Dec. 2 (Bloomberg) -- Who would have thought a week in which protesters rampaged through the U.K. Embassy in Tehran would end with Europe going soft on the Iranian regime? Yet that’s exactly what happened.
At a meeting Dec. 1 in Brussels, European Union foreign ministers signed off on measures against some 180 individuals and companies in reaction to Iran’s continued support for terrorism and an International Atomic Energy Agency report finding that Iran had conducted secret activities “specific to nuclear weapons.” This was expected and deserves a positive response (as do new penalties the ministers announced against Syria).
The real news, however, was what the EU didn’t do: Announce an agreement, proposed by France and backed by the U.K., Germany and the Netherlands, to proceed with a full embargo on imports of Iranian oil. Instead, Catherine Ashton, the EU foreign policy chief, said that any consideration of steps against Iran’s energy sector would go “to the technical experts.”
There are two main arguments against a European embargo: It would disproportionately harm the EU’s weakest economies, such as Spain and Greece, and Iran would simply ferret out other markets if Europe is shut off. Both are valid points but unpersuasive.

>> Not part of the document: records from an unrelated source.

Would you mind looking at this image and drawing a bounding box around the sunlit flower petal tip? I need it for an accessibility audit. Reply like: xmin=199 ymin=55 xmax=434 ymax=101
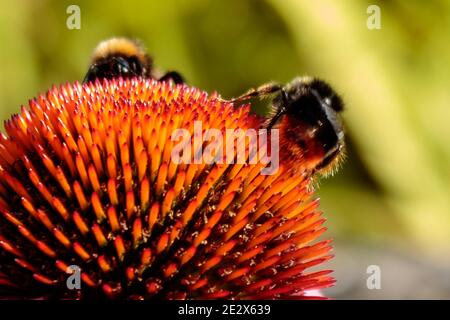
xmin=0 ymin=78 xmax=335 ymax=299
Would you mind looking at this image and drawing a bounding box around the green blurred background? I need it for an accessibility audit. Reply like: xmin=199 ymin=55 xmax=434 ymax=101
xmin=1 ymin=0 xmax=449 ymax=298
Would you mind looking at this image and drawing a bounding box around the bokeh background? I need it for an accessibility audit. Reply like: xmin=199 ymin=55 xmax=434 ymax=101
xmin=1 ymin=0 xmax=449 ymax=299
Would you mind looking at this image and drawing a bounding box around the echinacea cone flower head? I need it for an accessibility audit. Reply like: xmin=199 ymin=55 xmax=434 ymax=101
xmin=0 ymin=78 xmax=334 ymax=299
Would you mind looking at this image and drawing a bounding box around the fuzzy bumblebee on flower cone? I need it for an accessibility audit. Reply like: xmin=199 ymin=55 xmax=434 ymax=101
xmin=0 ymin=38 xmax=344 ymax=300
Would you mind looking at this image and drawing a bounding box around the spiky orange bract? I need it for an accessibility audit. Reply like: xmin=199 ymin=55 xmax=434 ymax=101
xmin=0 ymin=78 xmax=334 ymax=299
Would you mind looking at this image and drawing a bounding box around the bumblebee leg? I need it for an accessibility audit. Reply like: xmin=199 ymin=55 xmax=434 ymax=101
xmin=159 ymin=71 xmax=185 ymax=84
xmin=83 ymin=65 xmax=99 ymax=84
xmin=230 ymin=82 xmax=283 ymax=102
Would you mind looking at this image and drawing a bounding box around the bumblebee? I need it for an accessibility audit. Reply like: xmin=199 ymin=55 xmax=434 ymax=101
xmin=83 ymin=37 xmax=184 ymax=84
xmin=229 ymin=77 xmax=345 ymax=176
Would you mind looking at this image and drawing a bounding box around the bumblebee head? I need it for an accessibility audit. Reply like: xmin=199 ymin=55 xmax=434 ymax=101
xmin=83 ymin=38 xmax=151 ymax=83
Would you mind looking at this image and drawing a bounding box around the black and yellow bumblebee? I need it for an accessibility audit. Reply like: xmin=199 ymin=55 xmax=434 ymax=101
xmin=228 ymin=77 xmax=345 ymax=176
xmin=83 ymin=37 xmax=184 ymax=84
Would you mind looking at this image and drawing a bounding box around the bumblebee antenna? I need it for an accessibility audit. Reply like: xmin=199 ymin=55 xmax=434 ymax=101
xmin=266 ymin=89 xmax=289 ymax=130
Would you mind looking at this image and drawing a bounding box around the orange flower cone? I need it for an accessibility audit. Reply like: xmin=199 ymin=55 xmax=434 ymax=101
xmin=0 ymin=78 xmax=334 ymax=299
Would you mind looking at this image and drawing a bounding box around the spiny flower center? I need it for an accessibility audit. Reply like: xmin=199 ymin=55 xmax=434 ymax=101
xmin=0 ymin=78 xmax=334 ymax=299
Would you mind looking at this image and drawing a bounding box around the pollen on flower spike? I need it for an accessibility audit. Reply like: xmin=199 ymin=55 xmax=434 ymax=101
xmin=0 ymin=78 xmax=334 ymax=299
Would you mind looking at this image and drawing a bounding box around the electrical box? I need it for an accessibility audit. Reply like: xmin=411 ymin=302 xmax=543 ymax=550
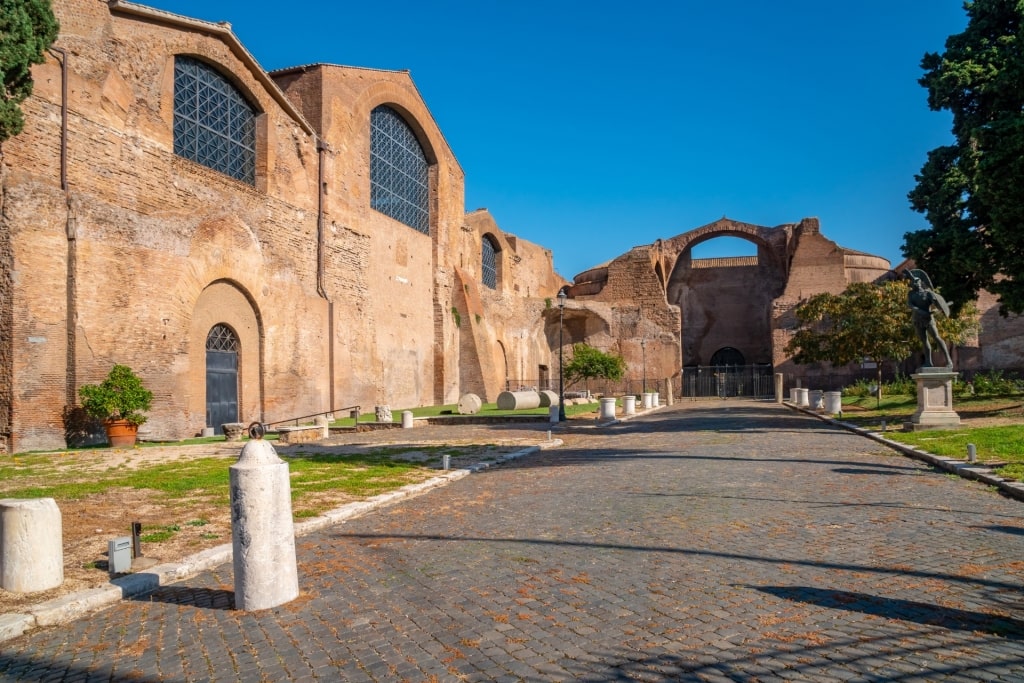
xmin=108 ymin=536 xmax=132 ymax=574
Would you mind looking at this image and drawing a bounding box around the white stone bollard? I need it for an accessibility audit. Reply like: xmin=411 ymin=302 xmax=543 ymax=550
xmin=824 ymin=391 xmax=842 ymax=415
xmin=0 ymin=498 xmax=63 ymax=593
xmin=642 ymin=392 xmax=654 ymax=410
xmin=623 ymin=395 xmax=636 ymax=415
xmin=230 ymin=432 xmax=299 ymax=611
xmin=809 ymin=389 xmax=824 ymax=410
xmin=789 ymin=388 xmax=798 ymax=403
xmin=314 ymin=414 xmax=329 ymax=438
xmin=599 ymin=397 xmax=617 ymax=420
xmin=795 ymin=388 xmax=810 ymax=407
xmin=401 ymin=410 xmax=413 ymax=428
xmin=653 ymin=391 xmax=660 ymax=407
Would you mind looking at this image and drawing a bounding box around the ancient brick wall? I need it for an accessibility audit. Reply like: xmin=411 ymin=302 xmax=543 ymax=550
xmin=0 ymin=0 xmax=565 ymax=451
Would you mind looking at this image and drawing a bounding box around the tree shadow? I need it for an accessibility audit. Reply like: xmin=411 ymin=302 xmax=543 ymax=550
xmin=751 ymin=585 xmax=1024 ymax=639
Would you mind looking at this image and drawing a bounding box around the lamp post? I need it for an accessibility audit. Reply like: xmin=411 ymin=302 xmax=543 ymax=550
xmin=557 ymin=287 xmax=567 ymax=422
xmin=641 ymin=338 xmax=647 ymax=395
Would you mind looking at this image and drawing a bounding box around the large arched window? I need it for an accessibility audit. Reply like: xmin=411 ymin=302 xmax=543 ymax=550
xmin=481 ymin=235 xmax=499 ymax=289
xmin=174 ymin=56 xmax=257 ymax=184
xmin=370 ymin=105 xmax=429 ymax=234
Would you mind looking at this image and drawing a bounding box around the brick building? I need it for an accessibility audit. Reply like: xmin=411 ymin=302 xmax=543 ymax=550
xmin=563 ymin=216 xmax=1024 ymax=391
xmin=0 ymin=0 xmax=564 ymax=453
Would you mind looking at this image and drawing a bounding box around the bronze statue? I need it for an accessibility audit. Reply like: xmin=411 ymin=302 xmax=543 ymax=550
xmin=906 ymin=269 xmax=952 ymax=369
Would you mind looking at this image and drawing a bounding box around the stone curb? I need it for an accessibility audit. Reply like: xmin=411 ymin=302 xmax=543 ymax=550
xmin=0 ymin=440 xmax=561 ymax=643
xmin=784 ymin=401 xmax=1024 ymax=503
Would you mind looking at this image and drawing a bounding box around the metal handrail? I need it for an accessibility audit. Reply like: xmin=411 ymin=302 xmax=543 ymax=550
xmin=262 ymin=404 xmax=361 ymax=430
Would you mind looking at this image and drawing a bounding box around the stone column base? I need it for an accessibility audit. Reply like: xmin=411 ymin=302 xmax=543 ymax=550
xmin=905 ymin=368 xmax=961 ymax=431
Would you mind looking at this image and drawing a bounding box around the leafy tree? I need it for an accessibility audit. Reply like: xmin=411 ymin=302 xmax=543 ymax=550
xmin=563 ymin=343 xmax=625 ymax=393
xmin=784 ymin=280 xmax=980 ymax=391
xmin=904 ymin=0 xmax=1024 ymax=314
xmin=0 ymin=0 xmax=59 ymax=143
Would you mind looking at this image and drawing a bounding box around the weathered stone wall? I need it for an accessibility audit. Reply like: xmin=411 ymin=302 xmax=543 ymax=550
xmin=0 ymin=0 xmax=565 ymax=452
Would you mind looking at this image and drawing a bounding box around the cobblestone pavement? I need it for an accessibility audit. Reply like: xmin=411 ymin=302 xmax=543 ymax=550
xmin=2 ymin=401 xmax=1024 ymax=681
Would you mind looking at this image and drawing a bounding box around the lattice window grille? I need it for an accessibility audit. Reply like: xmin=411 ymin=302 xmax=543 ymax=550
xmin=174 ymin=56 xmax=256 ymax=184
xmin=481 ymin=237 xmax=498 ymax=289
xmin=206 ymin=324 xmax=239 ymax=352
xmin=370 ymin=106 xmax=430 ymax=234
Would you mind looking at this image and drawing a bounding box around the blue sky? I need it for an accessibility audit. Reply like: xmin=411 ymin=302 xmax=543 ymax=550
xmin=144 ymin=0 xmax=967 ymax=280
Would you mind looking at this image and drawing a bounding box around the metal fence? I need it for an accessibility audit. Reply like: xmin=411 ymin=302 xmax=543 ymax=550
xmin=680 ymin=365 xmax=775 ymax=399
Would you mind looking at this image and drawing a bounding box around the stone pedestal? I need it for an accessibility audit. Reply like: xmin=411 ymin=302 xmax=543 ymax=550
xmin=795 ymin=388 xmax=809 ymax=407
xmin=623 ymin=395 xmax=636 ymax=416
xmin=809 ymin=389 xmax=824 ymax=410
xmin=0 ymin=498 xmax=63 ymax=593
xmin=230 ymin=439 xmax=299 ymax=611
xmin=641 ymin=392 xmax=654 ymax=410
xmin=222 ymin=423 xmax=246 ymax=441
xmin=906 ymin=368 xmax=961 ymax=431
xmin=824 ymin=391 xmax=842 ymax=415
xmin=401 ymin=410 xmax=413 ymax=428
xmin=599 ymin=397 xmax=617 ymax=419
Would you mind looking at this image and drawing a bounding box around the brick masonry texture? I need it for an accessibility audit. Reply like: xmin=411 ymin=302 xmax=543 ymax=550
xmin=0 ymin=0 xmax=563 ymax=452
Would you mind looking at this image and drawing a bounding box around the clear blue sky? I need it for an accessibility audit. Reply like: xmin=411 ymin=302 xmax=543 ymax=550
xmin=143 ymin=0 xmax=967 ymax=280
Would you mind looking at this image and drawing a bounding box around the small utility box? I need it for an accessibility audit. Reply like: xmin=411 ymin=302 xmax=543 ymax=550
xmin=108 ymin=536 xmax=132 ymax=574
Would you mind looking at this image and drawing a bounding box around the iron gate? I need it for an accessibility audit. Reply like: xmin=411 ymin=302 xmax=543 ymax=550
xmin=681 ymin=364 xmax=774 ymax=399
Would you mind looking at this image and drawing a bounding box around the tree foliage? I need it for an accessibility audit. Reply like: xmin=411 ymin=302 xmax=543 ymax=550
xmin=784 ymin=280 xmax=980 ymax=378
xmin=904 ymin=0 xmax=1024 ymax=314
xmin=0 ymin=0 xmax=59 ymax=143
xmin=563 ymin=343 xmax=625 ymax=391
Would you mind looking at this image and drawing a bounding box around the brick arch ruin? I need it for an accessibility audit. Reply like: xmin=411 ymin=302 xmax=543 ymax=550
xmin=663 ymin=218 xmax=792 ymax=367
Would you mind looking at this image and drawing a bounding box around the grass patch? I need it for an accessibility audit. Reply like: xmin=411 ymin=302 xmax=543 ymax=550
xmin=141 ymin=524 xmax=180 ymax=543
xmin=329 ymin=400 xmax=601 ymax=426
xmin=837 ymin=393 xmax=1024 ymax=479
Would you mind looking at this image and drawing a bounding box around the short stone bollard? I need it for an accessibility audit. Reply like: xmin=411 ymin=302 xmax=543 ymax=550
xmin=375 ymin=405 xmax=392 ymax=422
xmin=809 ymin=389 xmax=824 ymax=410
xmin=230 ymin=424 xmax=299 ymax=611
xmin=599 ymin=397 xmax=617 ymax=420
xmin=623 ymin=395 xmax=636 ymax=416
xmin=824 ymin=391 xmax=842 ymax=415
xmin=642 ymin=392 xmax=654 ymax=410
xmin=789 ymin=388 xmax=798 ymax=403
xmin=402 ymin=410 xmax=413 ymax=428
xmin=795 ymin=388 xmax=810 ymax=407
xmin=653 ymin=391 xmax=660 ymax=407
xmin=0 ymin=498 xmax=63 ymax=593
xmin=314 ymin=415 xmax=329 ymax=439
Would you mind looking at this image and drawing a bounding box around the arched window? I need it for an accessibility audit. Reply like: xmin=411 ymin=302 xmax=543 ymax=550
xmin=174 ymin=56 xmax=257 ymax=184
xmin=370 ymin=105 xmax=429 ymax=234
xmin=481 ymin=235 xmax=499 ymax=289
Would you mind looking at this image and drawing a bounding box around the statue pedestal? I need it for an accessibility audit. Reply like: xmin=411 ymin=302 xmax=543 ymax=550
xmin=905 ymin=368 xmax=960 ymax=431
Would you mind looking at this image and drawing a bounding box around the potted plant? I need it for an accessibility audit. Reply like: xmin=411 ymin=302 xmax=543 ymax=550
xmin=78 ymin=364 xmax=153 ymax=447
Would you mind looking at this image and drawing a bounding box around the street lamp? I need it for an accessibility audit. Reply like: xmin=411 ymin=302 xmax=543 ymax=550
xmin=557 ymin=287 xmax=567 ymax=422
xmin=641 ymin=338 xmax=647 ymax=395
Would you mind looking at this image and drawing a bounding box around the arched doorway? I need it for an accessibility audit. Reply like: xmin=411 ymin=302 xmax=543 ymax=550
xmin=710 ymin=346 xmax=745 ymax=367
xmin=206 ymin=324 xmax=239 ymax=434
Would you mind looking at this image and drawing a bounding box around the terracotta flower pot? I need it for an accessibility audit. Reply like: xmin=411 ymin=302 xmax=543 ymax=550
xmin=105 ymin=419 xmax=139 ymax=448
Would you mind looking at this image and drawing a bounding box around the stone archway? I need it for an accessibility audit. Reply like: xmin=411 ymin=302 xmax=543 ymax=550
xmin=190 ymin=281 xmax=262 ymax=437
xmin=664 ymin=219 xmax=789 ymax=367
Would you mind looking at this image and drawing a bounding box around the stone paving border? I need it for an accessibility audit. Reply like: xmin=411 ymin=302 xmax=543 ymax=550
xmin=785 ymin=400 xmax=1024 ymax=503
xmin=0 ymin=439 xmax=562 ymax=644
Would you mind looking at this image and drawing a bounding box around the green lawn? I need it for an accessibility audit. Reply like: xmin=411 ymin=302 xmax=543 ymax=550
xmin=836 ymin=393 xmax=1024 ymax=480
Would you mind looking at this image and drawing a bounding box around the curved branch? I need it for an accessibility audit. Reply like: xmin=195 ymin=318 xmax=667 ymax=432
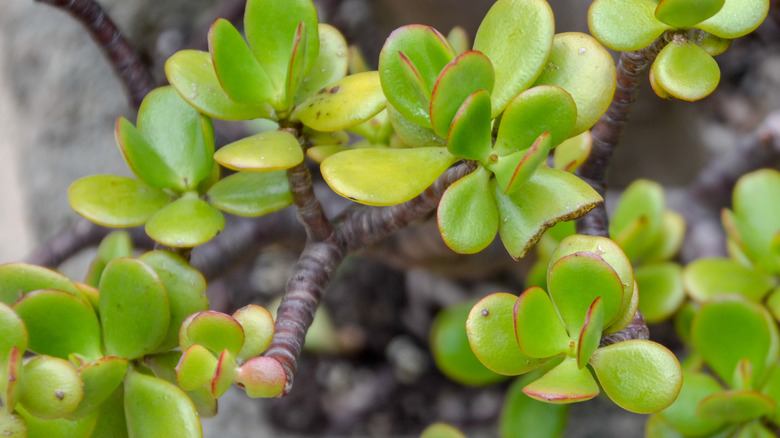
xmin=35 ymin=0 xmax=156 ymax=109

An embargo on Iranian crude would doubtless put pressure on oil prices in Europe. Greece has recently stepped up its purchases of Iranian oil because other suppliers are leery of the country’s credit risk; shaky Spain and Italy use much more of it than say, France. Still, Iran accounts for only 5.7 percent of Europe’s oil imports.
And oil is a global commodity, with European prices affected by any number of variables. For example, the Nov. 30 move by the Fed and other central banks to ease borrowing costs for financial firms drove Brent crude prices to a two-week high. Should the banks’ move have been rejected over Greece’s oil concerns?
An embargo on Iran can be coordinated with increases from other producers, and Europe already stands to see increased imports as Libya ramps up production after the ouster of Muammar Qaddafi. The costs of an embargo can be borne.
As for Iran finding other buyers, more than half its exports already go to China, India and Japan, and no country likes to be too dependent on any single producer. If Europe were to sign on to an embargo, it is not unreasonable to think Japan would feel that much more pressure to join its Western political and military allies.
An embargo need not be global to put pressure on the target. We have seen this already with Iran. Industry insiders suspect that it is now or will soon offer its remaining customers oil-price discounts to stay loyal -- in part because of measures the U.S., U.K. and others have taken against Iranian financial institutions that make processing purchases more difficult.
Iran has also sweetened the pot for India, giving refiners there far more generous payment options than those available from countries such as Saudi Arabia. Mark Dubowitz, an Iran expert with the Foundation for the Defense of Democracies told Bloomberg Businessweek that Iran might have to offer China discounts as large as 40 percent should Europe, Japan and South Korea forgo its crude.
As we have argued before, the point of sanctions against Iran is to make doing business with it so difficult that even countries unwilling to join the embargo will look for other suppliers. An unambiguous statement by the EU on an embargo at the ministers’ next meeting in January would be a major step forward. If, however, the holdouts in southern Europe block that option, France and the U.K., which are considering unilateral embargoes against Iran, should take the plunge and urge Germany to join them.